Establishing unwavering consistency
When transitioning from managing to coaching, it is critical to establish and maintain unwavering consistency in the process. Reaping the long term benefits of coaching takes time and requires consistency maximize the effectiveness. It is critical to establish a fixed schedule, stick to the schedule and perform the steps at the highest level of integrity. This creates a powerful expectation of accountability which translates perfectly into sales and results.

Promoting desired outcomes vs. dictating rules
The key difference between coaching and managing could be as simple as pushing your sales team to identify their own desired outcomes instead of mandating the expected results. Coaching means listening and promoting the best in your sales professional and having them take ownership. Although subtle, having your sales pro reach their own goals and desired outcomes creates a different attitude vs. telling them exactly what you expect them to accomplish. Ideally, their desired outcome will be consistent with what is needed by the company.

Asking probing questions vs. telling people what to do
If you are an experienced manager, you may find it very tempting to tell your sales people exactly what to do and how to resolve any challenge or conflict they uncover. Coaching means asking the right questions in order to have them solve the problems in their own way. Of course, don't discount your experience and do share ways you have seen other overcome similar challenges, but do your best to engage in discussion with your sales pros and let them discover solutions that best fit their personality and goals.

Recognizing and rewarding effort in addition to results
A sales manager knows that the primary measure of success is sales and commission. However, the motivation of a sales pro, especially a less experienced one, may come in a number of forms beyond total sales. If you have a longer sales cycle, why not introduce gamification concepts that reward the good behaviors and habits that will result in a sale. Contests for most calls made or new leads generated or other measurable steps in the sales cycle can go a long way to keep your younger sales pros motivated. Competition with peers is a great motivation and showing a leaderboard each week can provide the juice needed to pick up the phone a few extra times this week. Don’t always make it about the one with the most sales. Try to zoom into the process and identify ways to motivate positive activity along the way.

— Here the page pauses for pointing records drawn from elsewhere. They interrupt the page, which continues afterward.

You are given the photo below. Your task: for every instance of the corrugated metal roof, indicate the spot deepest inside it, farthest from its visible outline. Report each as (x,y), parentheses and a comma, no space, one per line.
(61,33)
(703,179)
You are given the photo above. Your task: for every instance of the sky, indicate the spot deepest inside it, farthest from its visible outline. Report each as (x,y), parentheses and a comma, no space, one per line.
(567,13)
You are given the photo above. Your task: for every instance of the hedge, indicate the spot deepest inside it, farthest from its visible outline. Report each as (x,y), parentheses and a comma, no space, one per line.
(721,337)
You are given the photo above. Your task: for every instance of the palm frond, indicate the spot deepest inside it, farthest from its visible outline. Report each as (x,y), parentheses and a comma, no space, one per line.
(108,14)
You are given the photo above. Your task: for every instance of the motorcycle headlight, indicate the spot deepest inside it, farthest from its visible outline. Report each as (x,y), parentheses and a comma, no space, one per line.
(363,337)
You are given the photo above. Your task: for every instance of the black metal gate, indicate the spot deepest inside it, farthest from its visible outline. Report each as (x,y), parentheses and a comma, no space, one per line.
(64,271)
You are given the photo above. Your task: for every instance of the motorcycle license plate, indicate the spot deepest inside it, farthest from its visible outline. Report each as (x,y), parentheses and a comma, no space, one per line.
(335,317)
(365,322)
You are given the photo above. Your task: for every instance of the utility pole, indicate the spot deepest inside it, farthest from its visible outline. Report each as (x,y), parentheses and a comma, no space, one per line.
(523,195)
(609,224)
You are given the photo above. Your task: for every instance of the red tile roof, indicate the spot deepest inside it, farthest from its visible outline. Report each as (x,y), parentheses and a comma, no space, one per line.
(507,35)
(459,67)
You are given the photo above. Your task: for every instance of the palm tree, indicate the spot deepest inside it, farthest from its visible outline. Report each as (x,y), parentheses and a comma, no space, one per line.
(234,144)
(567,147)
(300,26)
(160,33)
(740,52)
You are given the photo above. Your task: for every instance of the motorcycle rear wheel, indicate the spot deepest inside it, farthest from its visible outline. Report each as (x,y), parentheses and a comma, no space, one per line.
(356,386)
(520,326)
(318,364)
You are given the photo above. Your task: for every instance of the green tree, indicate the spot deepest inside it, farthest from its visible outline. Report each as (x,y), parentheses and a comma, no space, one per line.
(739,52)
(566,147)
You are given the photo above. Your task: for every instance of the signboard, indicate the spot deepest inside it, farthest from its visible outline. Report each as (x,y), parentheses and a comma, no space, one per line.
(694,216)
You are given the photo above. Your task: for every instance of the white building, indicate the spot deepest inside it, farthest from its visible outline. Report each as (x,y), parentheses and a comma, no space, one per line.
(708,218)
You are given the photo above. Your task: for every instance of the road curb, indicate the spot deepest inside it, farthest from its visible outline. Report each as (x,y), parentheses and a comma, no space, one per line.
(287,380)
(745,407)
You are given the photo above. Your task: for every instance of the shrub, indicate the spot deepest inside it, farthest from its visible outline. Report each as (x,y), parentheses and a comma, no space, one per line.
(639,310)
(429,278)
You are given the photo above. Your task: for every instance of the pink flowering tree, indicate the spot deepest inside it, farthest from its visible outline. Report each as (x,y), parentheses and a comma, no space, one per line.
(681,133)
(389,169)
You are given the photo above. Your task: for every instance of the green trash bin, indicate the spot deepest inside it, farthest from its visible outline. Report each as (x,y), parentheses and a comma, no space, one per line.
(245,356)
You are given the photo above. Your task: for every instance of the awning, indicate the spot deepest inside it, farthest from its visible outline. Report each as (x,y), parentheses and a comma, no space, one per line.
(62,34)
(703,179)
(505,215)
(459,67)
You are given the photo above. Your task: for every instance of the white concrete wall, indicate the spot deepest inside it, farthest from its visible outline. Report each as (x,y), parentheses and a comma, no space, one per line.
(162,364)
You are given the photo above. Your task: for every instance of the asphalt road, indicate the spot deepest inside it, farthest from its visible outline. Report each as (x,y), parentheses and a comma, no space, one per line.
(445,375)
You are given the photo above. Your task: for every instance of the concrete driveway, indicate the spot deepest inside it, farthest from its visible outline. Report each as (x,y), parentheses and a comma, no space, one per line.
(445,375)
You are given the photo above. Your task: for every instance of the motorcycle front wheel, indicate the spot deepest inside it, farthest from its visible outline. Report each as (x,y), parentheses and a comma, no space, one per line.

Presenting coaching as an opportunity, not as a task
One of your biggest challenges is to introduce coaching to a busy salesperson. They already have too much on their plate and never have any free time to do things that “don’t make them money.” First off, remember that there is never any free time, but successful people make the time to set a course, get focused and find clarity. Truly successful people do this daily. You as a coach are asking for this weekly at most. There is no excuse for not setting a weekly course and it is a habit every sales professional should develop. Therefore, you presenting this as an opportunity and not a task is a key element.

Don’t forget, coaching provides extremely busy people with an opportunity to actually save time, make more money and overcome obstacles that get in the way of their success. Do not allow the coaching process to feel like just another task that you or they have to check off the list in an already busy week. Instead, anchoring all coaching discussions on empowering your team to achieve their professional and personal goals and including these 5 key ingredients will put you on the right path to transitioning from management to coaching.